La prueba irrefutable de este lazo umbilical se encuentra en la grabación de un terrorista de Hamás en un kibutz israelí el 7 de octubre, quien, exultante, llama a sus padres para decirles: “Os hablo desde el teléfono de una mujer judía. La he matado y a su marido también. ¡He matado a diez con mis propias manos! ¡Papá! Diez, con mis propias manos. ¡Diez! Su sangre está en mis manos”.
No se refirió a ellos como “israelíes” en árabe, sino específicamente como “judíos”, presumiendo ante sus padres el haber asesinado a diez judíos y recibiendo sus bendiciones.
Piensen en el dinero que él, o su familia, recibirán de Mahmoud Abbas y la Autoridad Palestina.
¿Es este el hombre que la Administración de EE. UU. realmente considera debería liderar y reemplazar a Hamás en Gaza? ¿Es esta la mejor solución que pueden ofrecer?

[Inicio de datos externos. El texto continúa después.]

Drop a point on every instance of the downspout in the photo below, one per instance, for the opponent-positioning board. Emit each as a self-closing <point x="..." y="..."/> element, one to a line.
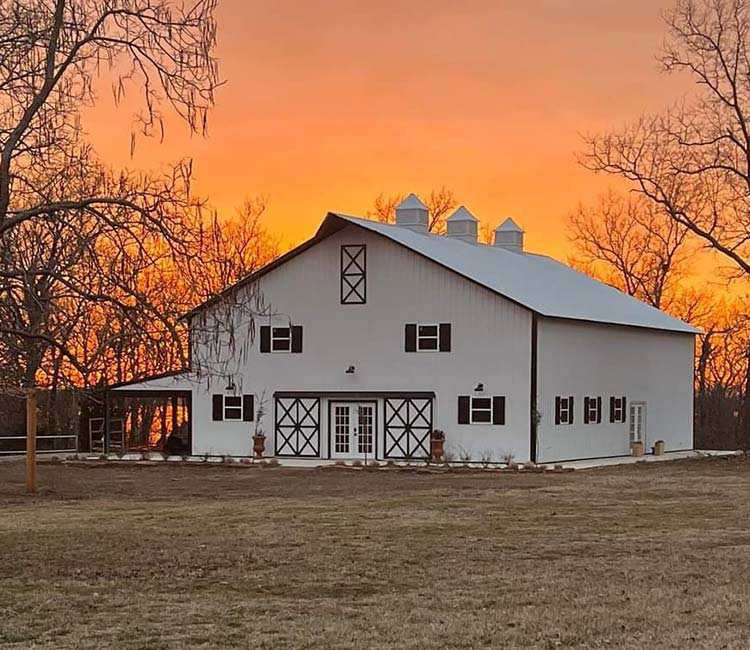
<point x="533" y="412"/>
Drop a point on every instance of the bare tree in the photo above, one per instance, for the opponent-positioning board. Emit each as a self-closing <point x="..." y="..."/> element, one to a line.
<point x="628" y="242"/>
<point x="693" y="160"/>
<point x="72" y="232"/>
<point x="440" y="204"/>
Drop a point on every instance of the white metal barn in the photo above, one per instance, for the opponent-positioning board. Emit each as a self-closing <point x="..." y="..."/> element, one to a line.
<point x="376" y="334"/>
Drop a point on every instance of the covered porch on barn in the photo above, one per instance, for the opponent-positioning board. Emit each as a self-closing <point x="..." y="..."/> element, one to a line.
<point x="126" y="420"/>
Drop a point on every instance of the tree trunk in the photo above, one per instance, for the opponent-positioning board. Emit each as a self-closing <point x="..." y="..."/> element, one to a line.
<point x="744" y="440"/>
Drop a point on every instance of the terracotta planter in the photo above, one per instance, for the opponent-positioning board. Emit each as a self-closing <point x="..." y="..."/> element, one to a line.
<point x="436" y="449"/>
<point x="259" y="446"/>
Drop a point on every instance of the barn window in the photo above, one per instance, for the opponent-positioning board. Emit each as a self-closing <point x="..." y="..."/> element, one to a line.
<point x="281" y="338"/>
<point x="481" y="410"/>
<point x="564" y="410"/>
<point x="354" y="275"/>
<point x="234" y="407"/>
<point x="592" y="410"/>
<point x="427" y="337"/>
<point x="617" y="409"/>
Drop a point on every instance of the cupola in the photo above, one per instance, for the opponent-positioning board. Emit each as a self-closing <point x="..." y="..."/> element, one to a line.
<point x="411" y="213"/>
<point x="509" y="235"/>
<point x="462" y="225"/>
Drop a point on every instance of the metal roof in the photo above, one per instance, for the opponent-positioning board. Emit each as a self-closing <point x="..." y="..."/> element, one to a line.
<point x="537" y="282"/>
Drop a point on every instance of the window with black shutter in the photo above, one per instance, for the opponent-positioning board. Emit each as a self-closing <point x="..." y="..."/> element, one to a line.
<point x="281" y="338"/>
<point x="564" y="408"/>
<point x="233" y="407"/>
<point x="592" y="410"/>
<point x="427" y="337"/>
<point x="617" y="409"/>
<point x="478" y="409"/>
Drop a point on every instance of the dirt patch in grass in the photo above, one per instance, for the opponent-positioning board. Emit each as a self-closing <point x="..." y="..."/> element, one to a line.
<point x="650" y="556"/>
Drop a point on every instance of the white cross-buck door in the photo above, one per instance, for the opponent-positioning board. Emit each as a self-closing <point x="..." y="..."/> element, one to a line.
<point x="638" y="422"/>
<point x="352" y="430"/>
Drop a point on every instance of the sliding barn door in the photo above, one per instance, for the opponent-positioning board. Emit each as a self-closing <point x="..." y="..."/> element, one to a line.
<point x="408" y="422"/>
<point x="298" y="427"/>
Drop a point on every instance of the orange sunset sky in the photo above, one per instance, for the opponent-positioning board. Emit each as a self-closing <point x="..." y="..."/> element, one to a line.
<point x="327" y="104"/>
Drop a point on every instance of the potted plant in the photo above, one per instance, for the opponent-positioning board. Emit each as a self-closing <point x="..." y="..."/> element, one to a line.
<point x="437" y="443"/>
<point x="259" y="443"/>
<point x="259" y="438"/>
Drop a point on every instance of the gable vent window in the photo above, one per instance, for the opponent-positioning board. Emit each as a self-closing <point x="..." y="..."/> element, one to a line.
<point x="281" y="339"/>
<point x="233" y="407"/>
<point x="354" y="275"/>
<point x="564" y="407"/>
<point x="617" y="409"/>
<point x="427" y="337"/>
<point x="481" y="410"/>
<point x="592" y="410"/>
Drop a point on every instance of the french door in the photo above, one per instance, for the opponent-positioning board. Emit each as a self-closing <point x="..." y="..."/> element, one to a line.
<point x="352" y="429"/>
<point x="638" y="422"/>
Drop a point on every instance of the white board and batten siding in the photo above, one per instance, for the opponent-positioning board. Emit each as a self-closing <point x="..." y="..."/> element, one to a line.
<point x="591" y="341"/>
<point x="490" y="344"/>
<point x="653" y="368"/>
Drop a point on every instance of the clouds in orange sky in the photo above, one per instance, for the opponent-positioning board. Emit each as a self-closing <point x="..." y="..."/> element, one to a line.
<point x="327" y="104"/>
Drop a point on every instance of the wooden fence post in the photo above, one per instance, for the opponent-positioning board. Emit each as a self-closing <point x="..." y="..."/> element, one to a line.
<point x="31" y="441"/>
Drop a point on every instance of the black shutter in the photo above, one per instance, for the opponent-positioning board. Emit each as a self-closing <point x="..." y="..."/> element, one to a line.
<point x="248" y="408"/>
<point x="498" y="409"/>
<point x="570" y="410"/>
<point x="445" y="337"/>
<point x="410" y="340"/>
<point x="218" y="407"/>
<point x="296" y="338"/>
<point x="265" y="338"/>
<point x="463" y="409"/>
<point x="585" y="410"/>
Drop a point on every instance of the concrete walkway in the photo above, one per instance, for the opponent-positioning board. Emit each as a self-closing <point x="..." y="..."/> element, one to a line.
<point x="629" y="460"/>
<point x="319" y="462"/>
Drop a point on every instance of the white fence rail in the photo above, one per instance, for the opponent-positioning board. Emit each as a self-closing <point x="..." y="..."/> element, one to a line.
<point x="19" y="445"/>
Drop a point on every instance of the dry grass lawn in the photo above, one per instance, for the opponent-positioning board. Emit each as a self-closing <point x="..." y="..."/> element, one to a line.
<point x="651" y="556"/>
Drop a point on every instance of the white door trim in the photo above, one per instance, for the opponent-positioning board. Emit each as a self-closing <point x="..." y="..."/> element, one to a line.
<point x="352" y="429"/>
<point x="637" y="426"/>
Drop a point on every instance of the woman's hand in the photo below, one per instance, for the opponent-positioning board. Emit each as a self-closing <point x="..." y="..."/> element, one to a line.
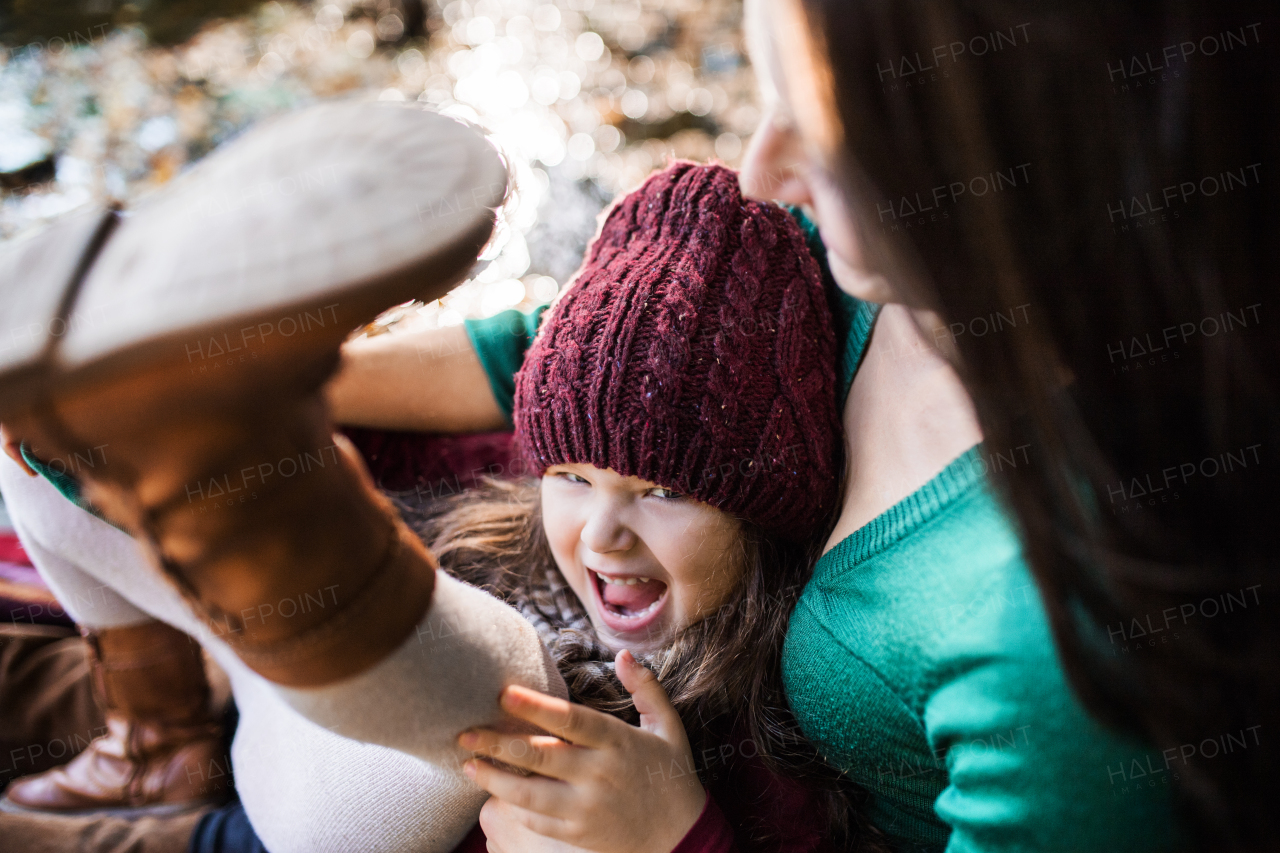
<point x="600" y="784"/>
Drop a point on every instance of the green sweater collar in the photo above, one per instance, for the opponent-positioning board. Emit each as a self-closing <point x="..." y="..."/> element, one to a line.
<point x="912" y="512"/>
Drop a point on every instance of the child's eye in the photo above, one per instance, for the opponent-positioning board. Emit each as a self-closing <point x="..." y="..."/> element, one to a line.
<point x="670" y="495"/>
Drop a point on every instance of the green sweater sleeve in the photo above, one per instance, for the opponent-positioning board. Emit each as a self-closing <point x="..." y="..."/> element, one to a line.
<point x="1028" y="769"/>
<point x="501" y="342"/>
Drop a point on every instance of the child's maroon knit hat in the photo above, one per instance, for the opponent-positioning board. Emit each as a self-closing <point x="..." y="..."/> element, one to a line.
<point x="694" y="350"/>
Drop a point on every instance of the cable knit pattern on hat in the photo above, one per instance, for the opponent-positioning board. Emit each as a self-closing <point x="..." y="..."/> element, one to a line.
<point x="694" y="350"/>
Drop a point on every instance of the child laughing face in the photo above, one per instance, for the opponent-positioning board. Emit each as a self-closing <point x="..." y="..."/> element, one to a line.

Y en cuanto a los estadounidenses, ¿han tomado conciencia de que aquellos que marchan por sus calles clamando “¡Muerte a los judíos!”, y “¡Gas a los judíos!”, mientras proclaman “Allah Akbar!”, son los mismos que apoyan a los palestinos con el cántico genocida “Del río al mar”, un eslogan que llama al exterminio de los judíos?
¿Cómo dudar que el objetivo del palestinismo árabe es el genocidio de los judíos? ¿Cómo ignorar que la amenaza del palestinismo árabe se ha extendido globalmente, tal como en los días de al-Husseini, cuando vemos a estudiantes judíos refugiarse en bibliotecas universitarias o a familias judías vivir aterrorizadas tras puertas blindadas en Occidente?
Paul Kessler, un judío de 69 años en Los Ángeles, fue asesinado por un profesor árabe palestino armado con un megáfono. Su delito fue sostener una bandera israelí. Debería haber sido un momento de “Jewish Lives Matter”, pero no lo fue. Los judíos estadounidenses no muestran el coraje de los afroamericanos.
Quizás sea la primera víctima mortal judía del palestinismo árabe en América, pero no será la última. Los incidentes antisemitas son una constante diaria en la “tierra de la libertad”.
Los judíos hemos aprendido a lo largo de nuestra historia que todo comienza con palabras, pero nunca termina ahí.
¡Que Dios nos asista! En el sentido más literal.